Corpora of the Tundra Nenets language
During the project, we gathered both published and unpublished sources in the Tundra Nenets and Forest Nenets languages. These materials were then digitised for further analysis. For a detailed overview of the digitisation process, please refer to Mus & Metzger (2021a) and Mus & Metzger (2021b).

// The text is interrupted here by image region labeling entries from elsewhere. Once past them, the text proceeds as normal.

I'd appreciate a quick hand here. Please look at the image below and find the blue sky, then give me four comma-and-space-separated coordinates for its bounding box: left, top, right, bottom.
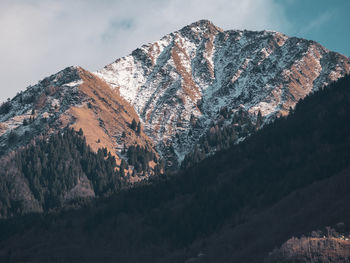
0, 0, 350, 101
276, 0, 350, 57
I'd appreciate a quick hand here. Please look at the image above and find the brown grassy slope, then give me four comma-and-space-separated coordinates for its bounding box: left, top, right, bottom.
61, 68, 153, 163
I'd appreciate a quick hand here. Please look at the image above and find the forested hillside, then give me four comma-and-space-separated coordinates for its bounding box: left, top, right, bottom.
0, 128, 121, 217
0, 76, 350, 262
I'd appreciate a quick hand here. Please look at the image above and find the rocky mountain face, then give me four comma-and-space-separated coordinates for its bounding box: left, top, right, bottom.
0, 67, 153, 167
0, 20, 350, 172
95, 20, 350, 166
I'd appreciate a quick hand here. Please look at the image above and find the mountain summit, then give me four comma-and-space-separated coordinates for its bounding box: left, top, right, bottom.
0, 20, 350, 173
95, 20, 350, 167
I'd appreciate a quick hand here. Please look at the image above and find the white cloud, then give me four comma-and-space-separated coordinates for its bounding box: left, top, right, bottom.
0, 0, 289, 101
298, 10, 335, 35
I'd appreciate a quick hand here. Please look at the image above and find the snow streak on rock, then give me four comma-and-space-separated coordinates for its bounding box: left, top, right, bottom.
95, 20, 350, 166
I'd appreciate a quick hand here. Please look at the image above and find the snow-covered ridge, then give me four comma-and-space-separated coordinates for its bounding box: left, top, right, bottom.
95, 20, 350, 167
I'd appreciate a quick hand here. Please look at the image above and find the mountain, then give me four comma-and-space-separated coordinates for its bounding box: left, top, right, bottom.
0, 20, 350, 219
0, 20, 350, 169
96, 20, 350, 166
0, 69, 350, 263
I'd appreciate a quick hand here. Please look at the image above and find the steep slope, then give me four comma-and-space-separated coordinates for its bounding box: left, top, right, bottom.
0, 67, 154, 173
96, 20, 350, 166
0, 73, 350, 262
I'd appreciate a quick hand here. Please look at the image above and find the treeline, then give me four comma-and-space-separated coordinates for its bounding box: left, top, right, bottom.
0, 128, 121, 219
0, 76, 350, 262
120, 145, 165, 176
181, 107, 262, 169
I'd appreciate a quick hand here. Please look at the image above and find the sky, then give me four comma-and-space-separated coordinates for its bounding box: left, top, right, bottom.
0, 0, 350, 101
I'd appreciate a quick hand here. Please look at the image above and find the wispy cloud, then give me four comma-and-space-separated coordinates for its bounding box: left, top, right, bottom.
298, 10, 336, 35
0, 0, 289, 100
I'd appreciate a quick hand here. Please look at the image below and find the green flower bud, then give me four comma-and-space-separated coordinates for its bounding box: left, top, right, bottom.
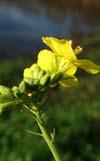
50, 72, 63, 85
19, 80, 27, 93
40, 74, 50, 86
32, 65, 41, 79
0, 85, 12, 95
12, 86, 21, 98
37, 70, 46, 80
0, 85, 13, 103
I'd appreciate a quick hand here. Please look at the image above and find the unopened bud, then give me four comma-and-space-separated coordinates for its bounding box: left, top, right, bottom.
50, 72, 63, 85
32, 65, 41, 79
37, 70, 46, 80
12, 86, 21, 97
19, 80, 26, 93
74, 46, 83, 55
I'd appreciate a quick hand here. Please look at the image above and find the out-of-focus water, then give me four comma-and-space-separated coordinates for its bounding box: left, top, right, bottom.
0, 5, 100, 58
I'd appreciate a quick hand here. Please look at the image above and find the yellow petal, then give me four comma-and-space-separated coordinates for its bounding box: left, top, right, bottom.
74, 59, 100, 74
37, 50, 58, 73
59, 77, 78, 88
74, 46, 83, 55
42, 37, 76, 60
65, 63, 77, 76
24, 68, 31, 78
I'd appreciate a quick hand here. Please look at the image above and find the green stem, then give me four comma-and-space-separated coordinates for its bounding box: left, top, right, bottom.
36, 112, 61, 161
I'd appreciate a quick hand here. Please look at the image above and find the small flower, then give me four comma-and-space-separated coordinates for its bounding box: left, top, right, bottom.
37, 37, 100, 86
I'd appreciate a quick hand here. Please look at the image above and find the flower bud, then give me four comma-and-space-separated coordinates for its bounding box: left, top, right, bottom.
40, 74, 50, 86
50, 72, 63, 85
19, 80, 27, 93
0, 85, 12, 95
37, 70, 46, 80
30, 65, 41, 79
12, 86, 21, 98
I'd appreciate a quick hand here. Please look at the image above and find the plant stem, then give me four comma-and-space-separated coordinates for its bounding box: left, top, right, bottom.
36, 112, 61, 161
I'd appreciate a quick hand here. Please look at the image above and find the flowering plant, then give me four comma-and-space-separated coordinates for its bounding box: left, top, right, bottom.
0, 37, 100, 161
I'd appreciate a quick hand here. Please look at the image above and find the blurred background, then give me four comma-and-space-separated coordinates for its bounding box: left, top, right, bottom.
0, 0, 100, 161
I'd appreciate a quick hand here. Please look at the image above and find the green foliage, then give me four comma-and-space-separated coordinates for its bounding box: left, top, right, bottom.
0, 52, 100, 161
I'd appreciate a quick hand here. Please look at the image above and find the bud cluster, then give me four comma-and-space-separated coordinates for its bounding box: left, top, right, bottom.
12, 64, 63, 99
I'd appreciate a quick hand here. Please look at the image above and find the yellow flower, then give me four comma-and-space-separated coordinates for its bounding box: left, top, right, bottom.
37, 37, 100, 86
42, 37, 100, 75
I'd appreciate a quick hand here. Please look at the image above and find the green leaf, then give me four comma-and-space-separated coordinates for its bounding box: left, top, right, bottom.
0, 102, 14, 113
0, 85, 12, 95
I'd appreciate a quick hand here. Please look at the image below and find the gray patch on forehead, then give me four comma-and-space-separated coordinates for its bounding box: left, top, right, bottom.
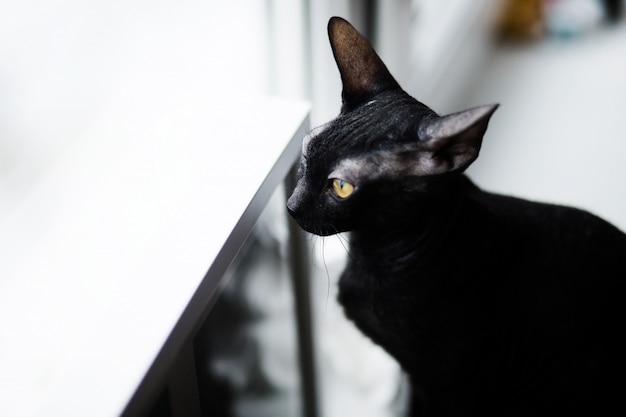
328, 147, 433, 185
302, 123, 328, 156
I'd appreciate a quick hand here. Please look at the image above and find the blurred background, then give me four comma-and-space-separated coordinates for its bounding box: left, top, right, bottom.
0, 0, 626, 417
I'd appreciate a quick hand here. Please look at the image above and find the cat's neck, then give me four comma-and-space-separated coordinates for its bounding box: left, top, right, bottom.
350, 177, 478, 270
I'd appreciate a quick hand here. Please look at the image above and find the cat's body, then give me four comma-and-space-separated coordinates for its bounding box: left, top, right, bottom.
339, 179, 626, 416
288, 18, 626, 416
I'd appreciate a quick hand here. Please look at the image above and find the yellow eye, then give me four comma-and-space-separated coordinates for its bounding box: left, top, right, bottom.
333, 178, 354, 198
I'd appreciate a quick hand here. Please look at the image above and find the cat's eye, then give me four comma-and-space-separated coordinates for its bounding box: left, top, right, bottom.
332, 178, 354, 198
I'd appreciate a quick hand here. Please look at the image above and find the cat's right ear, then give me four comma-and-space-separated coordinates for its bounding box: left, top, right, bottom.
418, 104, 498, 174
328, 17, 400, 108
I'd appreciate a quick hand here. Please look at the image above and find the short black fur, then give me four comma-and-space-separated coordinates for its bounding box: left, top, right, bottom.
288, 18, 626, 417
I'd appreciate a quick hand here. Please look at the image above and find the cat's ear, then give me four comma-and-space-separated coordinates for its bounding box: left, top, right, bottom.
328, 17, 400, 107
418, 104, 498, 174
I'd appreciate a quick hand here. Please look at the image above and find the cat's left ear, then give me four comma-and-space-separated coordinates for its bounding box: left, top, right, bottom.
418, 104, 498, 174
328, 17, 400, 108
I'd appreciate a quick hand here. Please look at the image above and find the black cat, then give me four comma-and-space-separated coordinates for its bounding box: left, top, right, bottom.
287, 18, 626, 417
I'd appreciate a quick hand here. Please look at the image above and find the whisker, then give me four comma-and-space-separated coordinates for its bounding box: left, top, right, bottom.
321, 238, 330, 313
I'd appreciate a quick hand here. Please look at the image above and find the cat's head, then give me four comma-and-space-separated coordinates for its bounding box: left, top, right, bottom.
287, 17, 497, 235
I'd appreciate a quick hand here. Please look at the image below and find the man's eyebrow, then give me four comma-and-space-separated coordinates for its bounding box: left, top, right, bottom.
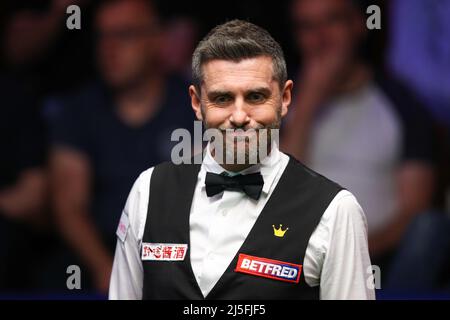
207, 90, 233, 98
245, 87, 272, 96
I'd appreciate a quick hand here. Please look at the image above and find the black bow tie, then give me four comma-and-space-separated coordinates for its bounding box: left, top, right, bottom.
205, 172, 264, 200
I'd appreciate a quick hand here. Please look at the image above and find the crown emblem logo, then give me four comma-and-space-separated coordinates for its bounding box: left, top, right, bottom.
272, 224, 289, 238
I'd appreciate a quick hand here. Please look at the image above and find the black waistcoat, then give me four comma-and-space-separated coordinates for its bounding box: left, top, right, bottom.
142, 157, 342, 300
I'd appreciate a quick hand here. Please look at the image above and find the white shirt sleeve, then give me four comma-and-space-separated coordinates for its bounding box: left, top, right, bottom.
303, 190, 375, 300
109, 168, 153, 300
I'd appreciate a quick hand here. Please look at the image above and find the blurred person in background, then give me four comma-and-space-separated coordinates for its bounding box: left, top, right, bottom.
162, 16, 199, 81
0, 76, 47, 294
50, 0, 194, 293
282, 0, 435, 288
388, 0, 450, 126
387, 0, 450, 296
0, 0, 92, 296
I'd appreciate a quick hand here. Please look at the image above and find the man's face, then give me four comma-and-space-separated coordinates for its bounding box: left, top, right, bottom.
293, 0, 364, 59
189, 56, 292, 164
97, 0, 160, 88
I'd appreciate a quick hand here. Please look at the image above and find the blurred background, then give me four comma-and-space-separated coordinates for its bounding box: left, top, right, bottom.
0, 0, 450, 299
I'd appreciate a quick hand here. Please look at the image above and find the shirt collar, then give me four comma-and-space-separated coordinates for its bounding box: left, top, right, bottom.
198, 143, 281, 195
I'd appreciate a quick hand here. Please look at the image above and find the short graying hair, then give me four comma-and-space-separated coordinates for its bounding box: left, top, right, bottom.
192, 20, 287, 92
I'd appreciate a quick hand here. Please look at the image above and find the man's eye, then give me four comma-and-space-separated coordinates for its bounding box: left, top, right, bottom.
247, 93, 266, 103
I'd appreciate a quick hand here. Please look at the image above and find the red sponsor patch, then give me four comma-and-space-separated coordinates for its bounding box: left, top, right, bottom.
234, 253, 302, 283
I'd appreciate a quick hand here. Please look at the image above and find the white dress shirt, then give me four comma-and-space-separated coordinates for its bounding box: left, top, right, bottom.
109, 148, 375, 299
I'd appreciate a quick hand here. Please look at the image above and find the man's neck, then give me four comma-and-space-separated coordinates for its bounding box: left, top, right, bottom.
115, 76, 165, 127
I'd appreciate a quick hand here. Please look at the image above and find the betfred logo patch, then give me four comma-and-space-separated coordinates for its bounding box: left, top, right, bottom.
141, 243, 187, 261
234, 253, 302, 283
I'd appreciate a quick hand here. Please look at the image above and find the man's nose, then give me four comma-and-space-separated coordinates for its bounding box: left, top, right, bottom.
230, 99, 250, 128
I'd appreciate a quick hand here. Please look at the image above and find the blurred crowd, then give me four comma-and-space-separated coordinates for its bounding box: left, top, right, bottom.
0, 0, 450, 298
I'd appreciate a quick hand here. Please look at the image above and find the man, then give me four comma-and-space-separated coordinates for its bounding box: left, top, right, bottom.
282, 0, 434, 274
109, 20, 374, 299
50, 0, 193, 293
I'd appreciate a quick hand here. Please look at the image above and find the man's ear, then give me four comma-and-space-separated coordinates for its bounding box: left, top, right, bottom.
189, 85, 203, 121
281, 80, 294, 117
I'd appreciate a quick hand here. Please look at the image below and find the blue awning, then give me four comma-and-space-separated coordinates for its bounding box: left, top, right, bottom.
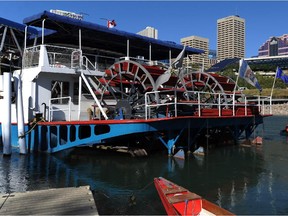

The project also encompasses several corpora, which are currently unpublished. These corpora include the following:
-
Tundra Nenets Monolingual Corpus
Compiled by Nikolett Mus & Réka Metzger
Digitally processed; includes metadata and searchable text (approx. 500,000 tokens).
-
Forest Nenets Monolingual Corpus
Compiled by Nikolett Mus, Péter Csényi & Szilárd Tóth
OCR-processed and normalised; metadata catalogued (approx. 28,800 tokens).
-
Tundra Nenets – Russian – English Parallel Corpus
Sentence-level aligned (currently 2,155 and 1,107 aligned entries).
-
Forest Nenets – Russian – English Parallel Corpus
Sentence-level alignment in progress.
-
Nenets UD treebank
Based on spoken language data collected in 2017, we began developing a UD treebank for Tundra Nenets. The first version was released in 2025 as part of the UD v2.16 release.
To describe our resources, we collected metadata associated with these sources. The metadata categories were defined according to established standards, including the IMDI (Interactive Metadata for Data Integration), the CLARIN Metadata Standard (Common Language Resources and Technology Infrastructure), the FIMS (Fieldwork Information Management System), and the MARC (Machine-Readable Cataloging) standards. The metadata were systematically organised into a catalog, with each category separated into individual columns to ensure clarity and facilitate efficient organisation and analysis. Consistent data formats were maintained across all fields, such as using a uniform date format (e.g., YYYY-MM-DD) and standardising categorical values, to ensure consistency and streamline processing. The catalog includes the following information:
- Language Information
- Corpus Information
- Data Context
- Speaker(s) Information
- Data Information